Strength is specific to joint angles. Simply put, the range of motion in which you build the strength is the range of motion which will get strong. Other ROMs likely won’t. This is another bit of info I’ve bandied about here. I originally got it from Mike Tuchscherer (al0ng with a lot of my knowledge). Using this information we can deduce how static holds will affect the strength of the competition lifts. I’m calling static holds in this instance where you simply hold the bar at lockout. This doesn’t include other kinds of isometric movements like Pause Squats.
We’ve already discussed how static holds affect the deadlift. They are the best way to train your grip for the Deadlift. But how do static holds affect the strength of the squat and the bench press? Given the above axiom… they probably don’t. There is no ROM for static holds and outside of training the strength necessary to unrack the bar they are unlikely to significantly contribute to your strength throughout the lift. Does that mean they are worthless?
Static holds might not physically strengthen you but we need to consider another way they might build strength: psychologically. How often do you unrack the bar in the quest for a new PR and go “Oh shit”. How often do you make those “Oh shit” lifts? Probably less than when you confidently unrack the bar and let your instinct do the lifting. Static Holds can lessen those “Oh shit” moments and for that reason alone they are useful.

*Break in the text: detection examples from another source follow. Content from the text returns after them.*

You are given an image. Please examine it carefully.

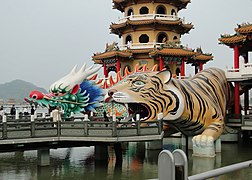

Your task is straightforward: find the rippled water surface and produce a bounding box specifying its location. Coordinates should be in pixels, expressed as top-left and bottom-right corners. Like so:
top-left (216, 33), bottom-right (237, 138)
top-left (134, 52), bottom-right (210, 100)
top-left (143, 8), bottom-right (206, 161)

top-left (0, 143), bottom-right (252, 180)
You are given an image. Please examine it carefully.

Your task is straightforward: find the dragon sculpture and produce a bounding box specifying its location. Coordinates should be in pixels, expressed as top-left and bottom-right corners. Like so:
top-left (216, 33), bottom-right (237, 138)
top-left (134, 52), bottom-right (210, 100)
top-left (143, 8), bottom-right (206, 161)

top-left (25, 64), bottom-right (156, 118)
top-left (25, 64), bottom-right (128, 117)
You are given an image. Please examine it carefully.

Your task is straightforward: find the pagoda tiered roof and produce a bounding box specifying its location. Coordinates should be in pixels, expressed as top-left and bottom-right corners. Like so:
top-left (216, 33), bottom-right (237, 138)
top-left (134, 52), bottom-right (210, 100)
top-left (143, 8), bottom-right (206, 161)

top-left (92, 45), bottom-right (213, 64)
top-left (113, 0), bottom-right (190, 12)
top-left (218, 23), bottom-right (252, 46)
top-left (110, 18), bottom-right (193, 35)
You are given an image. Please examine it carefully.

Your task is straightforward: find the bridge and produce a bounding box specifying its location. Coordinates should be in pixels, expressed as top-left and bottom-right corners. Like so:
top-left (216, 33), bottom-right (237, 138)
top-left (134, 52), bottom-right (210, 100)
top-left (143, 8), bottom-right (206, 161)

top-left (0, 115), bottom-right (163, 151)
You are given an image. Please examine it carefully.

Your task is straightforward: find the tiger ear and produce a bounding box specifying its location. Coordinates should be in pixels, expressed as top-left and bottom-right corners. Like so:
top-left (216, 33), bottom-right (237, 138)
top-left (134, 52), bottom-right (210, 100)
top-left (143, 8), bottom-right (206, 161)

top-left (157, 70), bottom-right (171, 83)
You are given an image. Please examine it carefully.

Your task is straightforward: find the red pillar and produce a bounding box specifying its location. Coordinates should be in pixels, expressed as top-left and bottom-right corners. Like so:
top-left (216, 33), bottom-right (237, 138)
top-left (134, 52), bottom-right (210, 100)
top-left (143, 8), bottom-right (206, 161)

top-left (194, 64), bottom-right (199, 74)
top-left (159, 57), bottom-right (164, 71)
top-left (234, 46), bottom-right (240, 114)
top-left (180, 59), bottom-right (185, 77)
top-left (244, 52), bottom-right (249, 115)
top-left (103, 62), bottom-right (108, 78)
top-left (116, 57), bottom-right (121, 73)
top-left (234, 46), bottom-right (239, 69)
top-left (199, 62), bottom-right (204, 71)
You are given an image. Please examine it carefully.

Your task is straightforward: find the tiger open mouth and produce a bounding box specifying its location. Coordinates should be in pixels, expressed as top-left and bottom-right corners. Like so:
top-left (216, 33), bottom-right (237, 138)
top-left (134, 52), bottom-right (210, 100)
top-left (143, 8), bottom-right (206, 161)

top-left (126, 103), bottom-right (151, 121)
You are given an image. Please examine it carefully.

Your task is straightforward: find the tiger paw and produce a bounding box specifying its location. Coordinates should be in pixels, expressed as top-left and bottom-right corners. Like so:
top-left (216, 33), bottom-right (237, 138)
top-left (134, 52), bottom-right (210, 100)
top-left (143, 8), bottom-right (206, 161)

top-left (192, 135), bottom-right (215, 157)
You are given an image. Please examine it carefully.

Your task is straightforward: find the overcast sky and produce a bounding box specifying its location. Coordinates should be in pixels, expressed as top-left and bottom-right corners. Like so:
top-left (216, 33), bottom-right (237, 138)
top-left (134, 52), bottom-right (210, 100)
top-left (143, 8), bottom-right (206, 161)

top-left (0, 0), bottom-right (252, 89)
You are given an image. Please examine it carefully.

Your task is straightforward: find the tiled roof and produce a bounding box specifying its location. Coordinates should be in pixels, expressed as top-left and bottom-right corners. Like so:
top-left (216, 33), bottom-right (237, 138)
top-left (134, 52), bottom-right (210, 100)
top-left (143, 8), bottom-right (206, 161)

top-left (92, 47), bottom-right (213, 64)
top-left (150, 48), bottom-right (197, 57)
top-left (113, 0), bottom-right (191, 12)
top-left (110, 19), bottom-right (193, 33)
top-left (193, 54), bottom-right (214, 61)
top-left (235, 24), bottom-right (252, 34)
top-left (92, 51), bottom-right (132, 60)
top-left (218, 35), bottom-right (247, 44)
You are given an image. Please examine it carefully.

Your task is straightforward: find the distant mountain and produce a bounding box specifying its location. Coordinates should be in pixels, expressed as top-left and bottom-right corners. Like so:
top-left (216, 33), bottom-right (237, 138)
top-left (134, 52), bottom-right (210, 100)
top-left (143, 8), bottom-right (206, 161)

top-left (0, 79), bottom-right (47, 101)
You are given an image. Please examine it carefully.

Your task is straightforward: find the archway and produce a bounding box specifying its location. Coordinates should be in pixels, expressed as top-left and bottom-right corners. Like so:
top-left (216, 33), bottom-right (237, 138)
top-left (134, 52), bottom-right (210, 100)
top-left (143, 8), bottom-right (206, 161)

top-left (156, 5), bottom-right (166, 14)
top-left (139, 6), bottom-right (149, 14)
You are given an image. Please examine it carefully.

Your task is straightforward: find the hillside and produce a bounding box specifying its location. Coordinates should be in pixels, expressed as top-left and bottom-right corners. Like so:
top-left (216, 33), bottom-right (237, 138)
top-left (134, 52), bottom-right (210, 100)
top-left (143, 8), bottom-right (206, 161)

Here’s a good way to increase confidence in your setup and unrack. Which lift are you less confident at, the squat or bench press? Pick a heavy weight that you’re working towards and do a few static holds after your main sets. Unrack the bar and hold it until just before you start to shake. Treat these with respect; be careful. You can even increase the number of static holds you do over the weeks. It’s likely once you perform the lift in its entirety you’ll have lost the “oh shit” factor you used to have at that weight.